Saturday, July 12, 2008

RELATIONAL DATA MODEL

Data represented in the form of two-dimensional tables or relations
Each column of the table is an attribute of the object set represented
Each row of the table (called a tuple) is an instance of the object set
The order of rows and columns is immaterial
No duplicate rows and no duplicate column names
Example: STUDENT (Student-Id, Name, SSN, Major)


Codd's Rules for RDBMS

In 1985, Edgar Codd published a set of 13 rules which he defined as an evaluation scheme for a product which claimed to be a Relational DBMS.

Although these rules were later extended – and they now number in the 100s – they still serve as a foundation for a definition of a Relational DBMS.

The foundation rule

This is Codd's Rule Zero which is to foundation for the other rules.

The rules states that:

any system which claims to be a relation database management system must be able to manage databases entirely through its relational capabilities
and means that the RDBMS must support:

A data definition language

A data manipulation language

A data integrity language

A data control language

A Data Control Language is a computer language for controlling access to data in a database. Examples of DCL commands are GRANT and REVOKE.

all of which must work on several records at a time, that is, on a relation.

Rule 1 : The information Rule.

"All information in a relational data base is represented explicitly at the logical level and in exactly one way - by values in tables."

Everything within the database exists in tables and is accessed via table access routines.

Information rule

All information in a RDB must be represented explicitly at the logical level in just one way, that is, by values in tables.


Rule 2 : Guaranteed access Rule.

"Each and every datum (atomic value) in a relational data base is guaranteed to be logically accessible by resorting to a combination of table name, primary key value and column name."

To access any data-item you specify which column within which table it exists, there is no reading of characters 10 to 20 of a 255 byte string.

Guaranteed access rule


Each item of data in a RDB must be guaranteed to be logically accessible by using a combination of table name, primary key name, and primary key value.

Rule 3: Systematic treatment of null values.

"Null values (distinct from the empty character string or a string of blank characters and distinct from zero or any other number) are supported in fully relational DBMS for representing missing information and inapplicable information in a systematic way, independent of data type."

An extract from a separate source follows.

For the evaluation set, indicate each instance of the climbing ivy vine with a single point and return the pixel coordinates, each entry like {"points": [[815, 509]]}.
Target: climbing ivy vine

If data does not exist or does not apply then a value of NULL is applied, this is understood by the RDBMS as meaning non-applicable data.

Systematic nulls rule

Null values are distinct from an empty character string, a string of blank characters, a zero or any other number, and must be supported by representing missing and/or inapplicable information in a systematic way.

Rule 4 : Dynamic on-line catalog based on the relational model.

"The data base description is represented at the logical level in the same way as-ordinary data, so that authorized users can apply the same relational language to its interrogation as they apply to the regular data."

The Data Dictionary is held within the RDBMS, thus there is no-need for off-line volumes to tell you the structure of the database.

Dynamic catalogue rule

The description of the DB must be represented at the logical level just like ordinary data. Authorised users must be able to use the data manipulation language to interrogate the DB in the same way that they interrogate ordinary data.

Rule 5 : Comprehensive data sub-language Rule.

"A relational system may support several languages and various modes of terminal use (for example, the fill-in-the-blanks mode). However, there must be at least one language whose statements are expressible, per some well-defined syntax, as character strings and that is comprehensive in supporting all the following items

Data Definition
View Definition
Data Manipulation (Interactive and by program).
Integrity Constraints
Authorization.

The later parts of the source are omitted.